Detrás de una aparente frivolidad, la ropa revela los movimientos inadvertidos de nuestros deseos. Como elemento principal del adorno que usamos, es una máscara social, es un lenguaje no verbal, un indicador preciso y valioso de la forma en que nos vemos a nosotros mismos y de la imagen que queremos proyectar a los demás en el mundo. Según los antropólogos del vestuario, la causa principal de la adopción del vestido tiene una función psíquica antes de tener un propósito físico —en sentido literal, protección significa cubrir la frente—. La protección es uno de los primeros actos fundacionales de la civilización, el libro del Génesis lo denota: “Vieron que estaban desnudos y se cubrieron”. No se trata solo de protegerse del clima, sino, sobre todo, de la mirada de los demás. Así, la protección es esencialmente un adorno.
“Es en el espacio entre la prenda y el cuerpo donde se juega la personalidad”, declaró el diseñador Issey Miyake —de hecho, la palabra personalidad implica una máscara, que es, en sí misma, una prenda de vestir—. Para demostrar este fenómeno, al que llamaron enclothed cognition, o cognición revestida, los psicólogos de la Universidad Northwestern Adam D. Galinsky y Hajo Adam lo investigaron, al evaluar el impacto de la ropa en nuestras capacidades cognitivas y en nuestra forma de pensar.
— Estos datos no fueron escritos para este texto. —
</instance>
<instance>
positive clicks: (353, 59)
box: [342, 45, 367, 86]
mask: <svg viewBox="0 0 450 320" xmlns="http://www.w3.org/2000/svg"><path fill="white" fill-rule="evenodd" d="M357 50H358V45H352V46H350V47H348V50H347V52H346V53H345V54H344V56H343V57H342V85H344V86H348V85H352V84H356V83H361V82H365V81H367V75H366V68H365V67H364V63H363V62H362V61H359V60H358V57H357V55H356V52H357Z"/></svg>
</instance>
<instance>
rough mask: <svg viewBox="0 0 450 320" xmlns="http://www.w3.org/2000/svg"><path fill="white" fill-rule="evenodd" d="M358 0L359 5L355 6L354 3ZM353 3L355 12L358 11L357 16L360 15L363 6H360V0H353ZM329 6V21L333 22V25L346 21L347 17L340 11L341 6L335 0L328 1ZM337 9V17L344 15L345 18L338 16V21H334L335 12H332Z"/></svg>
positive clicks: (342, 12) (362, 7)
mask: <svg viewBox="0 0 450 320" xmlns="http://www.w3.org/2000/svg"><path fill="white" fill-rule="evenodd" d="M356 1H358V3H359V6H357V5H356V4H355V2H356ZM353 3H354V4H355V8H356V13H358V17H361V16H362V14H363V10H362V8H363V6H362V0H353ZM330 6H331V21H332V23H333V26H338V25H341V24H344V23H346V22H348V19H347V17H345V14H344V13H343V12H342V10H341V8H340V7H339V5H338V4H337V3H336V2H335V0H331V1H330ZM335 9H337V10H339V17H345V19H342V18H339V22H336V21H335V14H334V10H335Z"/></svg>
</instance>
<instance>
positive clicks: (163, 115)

En una serie de experimentos con 50 estudiantes a los que se les proporcionaron batas blancas idénticas, a unos se les indicó que eran de un médico, a otros de un pintor. Al ser sometidos a pruebas de atención que evaluaban su capacidad para identificar incongruencias y diferencias entre dos imágenes muy similares lo más rápido posible, los estudiantes obtuvieron mejores resultados cuando pensaban que llevaban la bata que se decía haber pertenecido a un médico. Los investigadores concluyeron: “La ropa invade el cuerpo y el cerebro, poniendo al usuario en un estado psicológico diferente”.
Nuestra actitud hacia la ropa es exquisitamente ambivalente. Pues, como había propuesto el psicoanalista John Carl Flügel en su Psicología del vestido (1930): “Si el ser humano nace en un estado de amor propio narcisista, el resultado es una tendencia a admirar el propio cuerpo y mostrarlo a los demás”. Tratando de comprender qué motiva el acto de vestirse, Flügel explica: “En la medida en que cubre el cuerpo y, por lo tanto, favorece las tendencias inhibitorias que llamamos ‘modestia’, al mismo tiempo brinda a otro nivel un medio eficiente para gratificar el exhibicionismo”. Esta doble función, en el fondo contradictoria, según Flügel, es el hecho más fundamental de toda la psicología de la ropa. Tiene que ver con nuestro deseo de exponer el cuerpo, tanto así, como nuestro sentido del pudor.
“Cuando pinto ropa, en realidad estoy pintando personas desnudas que están cubiertas con ropa”, dice en una entrevista Lucian Freud, nieto del fundador del psicoanálisis y maestro en la pintura del desnudo. La ropa contiene en sus fibras la memoria de los primeros cuidados; proyecta, a su manera, nuestros sueños y esperanzas, y refleja la construcción de nuestra identidad. Es, sin duda, el único objeto material que es a la vez íntimo y social.
David Dorenbaum es psiquiatra y psicoanalista.